A really genuine smile. “No, no, I don’t mean that. I only met her—knew her—for a few months, but we got to know each other pretty well.” A pause that Hardy elected not to interrupt. Kerry was talking, which was what he wanted. He’d start again. And after a sigh, he did.
“Anyway, that’s where she came from. She wasn’t very popular. She had no friends, no social interests. Just studying and chemistry.”
“But she was so pretty. She must have had dates? In high school?”

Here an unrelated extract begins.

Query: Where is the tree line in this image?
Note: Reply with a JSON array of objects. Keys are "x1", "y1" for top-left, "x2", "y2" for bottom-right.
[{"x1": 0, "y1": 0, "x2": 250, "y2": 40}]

“No,” Kerry said. “Guys didn’t think she was pretty, if you can believe that. She told me she didn’t have one date. She went to school dances with her brother, it was that bad.” He wanted Hardy to understand. “You know those movies where this really plain girl takes off her glasses at the end and suddenly she’s the prettiest g
irl in town? Well, that was Bree, except that her movie didn’t end until she was in her midtwenties and by then she was so used to being plain and ignored by men that she just couldn’t accept any other view of herself. Plus, her brains still made her threatening as hell to a lot of guys.”
Plus, Hardy was thinking, she was married, which meant she wasn’t on the market. Or did it?
But Kerry, obviously still in thrall to her memory, was going on. “The thing about her, and maybe it seems funny or contradictory or something because she was so smart, but the self-image stuff I think really slowed her down in how fast she grew up . . . I’m trying to think of the right word. She was just very naive, I’d say, insulated. Almost unaware of anything in life, anything except her studies, which translated into her job. I mean, until . . .” Now Kerry really was at a loss.
“Until you?” Hardy prompted.
Kerry lifted his shoulders, an admission. “It was starting to happen before we met. She was ready for it.”
“For what?”
“The change, the conversion. Well, it wasn’t really that.”
“Okay. What was it?” Hardy became fleetingly aware of a buzz out in the room, a rush of convivial laughter from a gaggle of young couples pulling tables together. Afternoon drinks after shopping in a different world than that inhabited by Hardy and Frannie. He came back to the candidate for governor, with whom he seemed to be having a genuine communication. It was almost surreal, but he was going to keep it going if he could. “What was the big conversion all about then?”
“It was her whole life, really.” He fixed Hardy with a thoughtful expression. “This may sound presumptuous . . .” Again, he stopped and Hardy waited. “It wasn’t so much that she grew up all at once as the fact that she realized she had grown up. She was a beautiful swan. She could fly.”